A Jesuit priest has a rather daring and provocative thesis regarding the Pope’s imminent visit to Cuba: Francis will frustrate many of the expectations of those who await his tour of the island.
“The government may be expecting his blessing for everything it is doing now, while those in the Church who do not sympathize with the government are likely expecting him to condemn Cuba’s political system. Francisco isn’t going to do either,” claims father Alberto Garcia, member of the Compañia de Jesus for more than 40 years, a priest who, following a long journey across the United States, the Dominican Republic and Venezuela, was repatriated in Cuba a decade ago.
Since then, he has worked with Catholic communities and promoted spiritual and thought exercises around the country. One is as likely to find him working with his congregation in Havana’s neighborhood of Vedado as at a gathering of social actors in Matanzas, sitting next to a Baptist pastor.
“Of his own free will, Pope Francis comes to speak to a people who are hurt and to offer them words of consolation. He comes to speak on behalf of hope,” he points out.
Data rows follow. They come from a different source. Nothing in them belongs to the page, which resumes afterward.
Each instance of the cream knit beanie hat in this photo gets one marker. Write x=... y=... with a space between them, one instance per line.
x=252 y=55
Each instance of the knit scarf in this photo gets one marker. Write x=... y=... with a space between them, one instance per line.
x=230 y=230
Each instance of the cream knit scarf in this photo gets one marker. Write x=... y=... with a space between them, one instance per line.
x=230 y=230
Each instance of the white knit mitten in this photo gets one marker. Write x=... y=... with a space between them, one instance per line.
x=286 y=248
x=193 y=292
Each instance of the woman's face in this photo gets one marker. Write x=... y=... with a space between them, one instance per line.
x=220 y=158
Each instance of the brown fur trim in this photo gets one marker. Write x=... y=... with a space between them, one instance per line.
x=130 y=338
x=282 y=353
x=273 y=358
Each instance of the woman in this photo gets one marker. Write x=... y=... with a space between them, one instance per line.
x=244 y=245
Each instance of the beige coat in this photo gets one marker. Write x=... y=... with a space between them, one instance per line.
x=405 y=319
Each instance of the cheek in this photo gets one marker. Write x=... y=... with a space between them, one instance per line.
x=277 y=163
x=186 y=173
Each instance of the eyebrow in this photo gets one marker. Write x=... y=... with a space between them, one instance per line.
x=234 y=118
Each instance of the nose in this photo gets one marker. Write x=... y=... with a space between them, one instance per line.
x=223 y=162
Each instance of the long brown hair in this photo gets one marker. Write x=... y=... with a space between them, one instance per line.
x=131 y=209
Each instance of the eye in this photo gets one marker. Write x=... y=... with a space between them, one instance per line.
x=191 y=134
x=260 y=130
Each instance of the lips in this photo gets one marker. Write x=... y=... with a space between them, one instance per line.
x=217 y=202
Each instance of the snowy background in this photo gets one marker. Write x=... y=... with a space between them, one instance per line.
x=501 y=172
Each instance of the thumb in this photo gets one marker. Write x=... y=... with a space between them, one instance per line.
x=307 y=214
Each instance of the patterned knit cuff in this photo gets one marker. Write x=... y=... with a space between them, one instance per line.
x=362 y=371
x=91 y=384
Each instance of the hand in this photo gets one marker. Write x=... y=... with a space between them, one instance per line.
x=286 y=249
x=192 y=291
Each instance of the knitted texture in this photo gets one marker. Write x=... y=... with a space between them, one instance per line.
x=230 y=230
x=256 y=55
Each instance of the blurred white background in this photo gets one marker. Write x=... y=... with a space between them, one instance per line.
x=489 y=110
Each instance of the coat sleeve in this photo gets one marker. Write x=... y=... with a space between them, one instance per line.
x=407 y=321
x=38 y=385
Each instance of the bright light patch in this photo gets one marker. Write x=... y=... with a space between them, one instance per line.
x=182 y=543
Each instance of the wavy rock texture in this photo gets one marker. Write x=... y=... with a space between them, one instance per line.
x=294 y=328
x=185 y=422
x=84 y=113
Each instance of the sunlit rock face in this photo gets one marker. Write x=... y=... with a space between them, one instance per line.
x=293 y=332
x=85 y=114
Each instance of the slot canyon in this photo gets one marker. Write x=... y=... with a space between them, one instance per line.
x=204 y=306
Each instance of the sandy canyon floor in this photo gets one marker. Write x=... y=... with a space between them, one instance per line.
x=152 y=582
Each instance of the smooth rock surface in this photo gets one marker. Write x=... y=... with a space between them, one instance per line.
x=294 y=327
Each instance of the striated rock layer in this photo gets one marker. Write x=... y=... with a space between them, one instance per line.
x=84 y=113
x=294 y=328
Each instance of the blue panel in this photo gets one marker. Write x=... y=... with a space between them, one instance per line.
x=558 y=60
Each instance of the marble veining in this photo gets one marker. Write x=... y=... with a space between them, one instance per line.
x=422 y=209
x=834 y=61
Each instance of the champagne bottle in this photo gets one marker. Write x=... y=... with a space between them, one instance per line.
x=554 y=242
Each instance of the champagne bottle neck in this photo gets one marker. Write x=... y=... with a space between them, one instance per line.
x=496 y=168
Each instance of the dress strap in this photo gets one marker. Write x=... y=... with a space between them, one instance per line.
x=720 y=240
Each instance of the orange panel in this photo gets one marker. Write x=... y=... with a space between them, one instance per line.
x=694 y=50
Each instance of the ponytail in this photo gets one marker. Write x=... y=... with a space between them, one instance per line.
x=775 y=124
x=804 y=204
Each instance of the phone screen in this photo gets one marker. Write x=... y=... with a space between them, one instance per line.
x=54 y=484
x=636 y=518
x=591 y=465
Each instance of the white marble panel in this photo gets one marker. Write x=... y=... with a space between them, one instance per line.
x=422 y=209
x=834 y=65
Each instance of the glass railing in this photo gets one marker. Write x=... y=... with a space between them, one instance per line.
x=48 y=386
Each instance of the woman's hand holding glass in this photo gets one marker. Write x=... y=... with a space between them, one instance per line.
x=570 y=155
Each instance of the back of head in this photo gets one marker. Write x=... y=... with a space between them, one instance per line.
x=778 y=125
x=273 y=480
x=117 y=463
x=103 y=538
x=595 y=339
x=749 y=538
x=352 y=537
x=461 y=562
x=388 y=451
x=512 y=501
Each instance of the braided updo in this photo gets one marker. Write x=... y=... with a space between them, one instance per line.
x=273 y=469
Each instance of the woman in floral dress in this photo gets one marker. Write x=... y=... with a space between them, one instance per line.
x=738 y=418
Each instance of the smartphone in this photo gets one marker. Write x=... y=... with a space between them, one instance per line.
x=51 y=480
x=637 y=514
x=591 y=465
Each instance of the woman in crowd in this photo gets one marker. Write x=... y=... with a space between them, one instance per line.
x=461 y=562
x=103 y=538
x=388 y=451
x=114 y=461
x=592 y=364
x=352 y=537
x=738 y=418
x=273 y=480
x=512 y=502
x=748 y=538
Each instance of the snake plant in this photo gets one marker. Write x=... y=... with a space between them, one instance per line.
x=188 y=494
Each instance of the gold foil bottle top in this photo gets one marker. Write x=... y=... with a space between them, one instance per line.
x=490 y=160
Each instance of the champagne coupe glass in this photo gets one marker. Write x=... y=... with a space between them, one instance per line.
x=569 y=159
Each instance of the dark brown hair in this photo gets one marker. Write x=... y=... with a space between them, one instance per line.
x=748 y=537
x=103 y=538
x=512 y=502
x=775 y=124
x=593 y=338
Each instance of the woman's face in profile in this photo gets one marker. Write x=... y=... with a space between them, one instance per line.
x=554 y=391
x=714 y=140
According to the priest, Francisco is leading a very long and complex struggle: “He has a curia of very conservative cardinals and he’s fighting to give the Church its human face again. His aim is very clearly illustrated in his statement that pastors ought to smell of sheep (…) I am very hopeful, because the Church needed this, but I am also very scared, because he could get in the way of a bullet any time. He’s stepped on some feet that had never been stepped on before. He’s messed with the whole of the Vatican mob, has defied powers that could do him in at any moment,” the prelate maintains.
These tensions within Catholicism also find expression in Cuba. Here, the contradictions are found between those who interact with the Cuban government, headed by Cardinal Jaime Ortega, and the refusal to legitimate the socialist project, a posture secretly maintained by some bishops and priests. According to Alberto, we should not expect the Pope to assume a balanced stance towards these conflicts.
“No activity undertaken by a high Church official like him is devoid of a political connotation, but this is not a political visit. Pope Francis comes as a messenger of mercy, as a pastor visiting the people of Cuba who delivers a message of hope. The political impact of this will be reflected in the hope he is able to give people, something which will unleash the impulse for change among those who can have an impact on society, and within the Church, later,” he predicts.
That’s why this Havana priest shares in the argument advanced by Pope Benedict XVI in his message to Cardinal Ortega (a statement he shared during his unexpected interview on Cuban television back in 2012): “The Church isn’t here to overthrow governments.”
“The aim of the Church is to move people’s consciences, so that they will work in favor of justice and fraternity. The Church will be doing its job properly when it becomes a thorn on the chair of anyone who would sit down and say: “we’ve done all we can.” While there is still injustice, hunger and lack of freedom, the Church must be a source of unease.”
Father Alberto aspires to meet with the first Latin American Pope at Havana’s Reina church, where he is expected to stop on his way to the Palacio de la Revolucion and the Cathedral. “It was the residence of Cuba’s Jesuits for a very long time, until the time the Jesuits were expelled on the Covadonga ship. Today, it is the main Jesuit-run church,” he explains.
The number of Jesuit priests in Cuba is not over thirty. A little more than half of them are Cubans and, even though they offered their services at parish temples almost exclusively for a very long time, today they have gone back to the task of “accompanying people spiritually,” something which sets their congregation apart from all others in the Catholic world.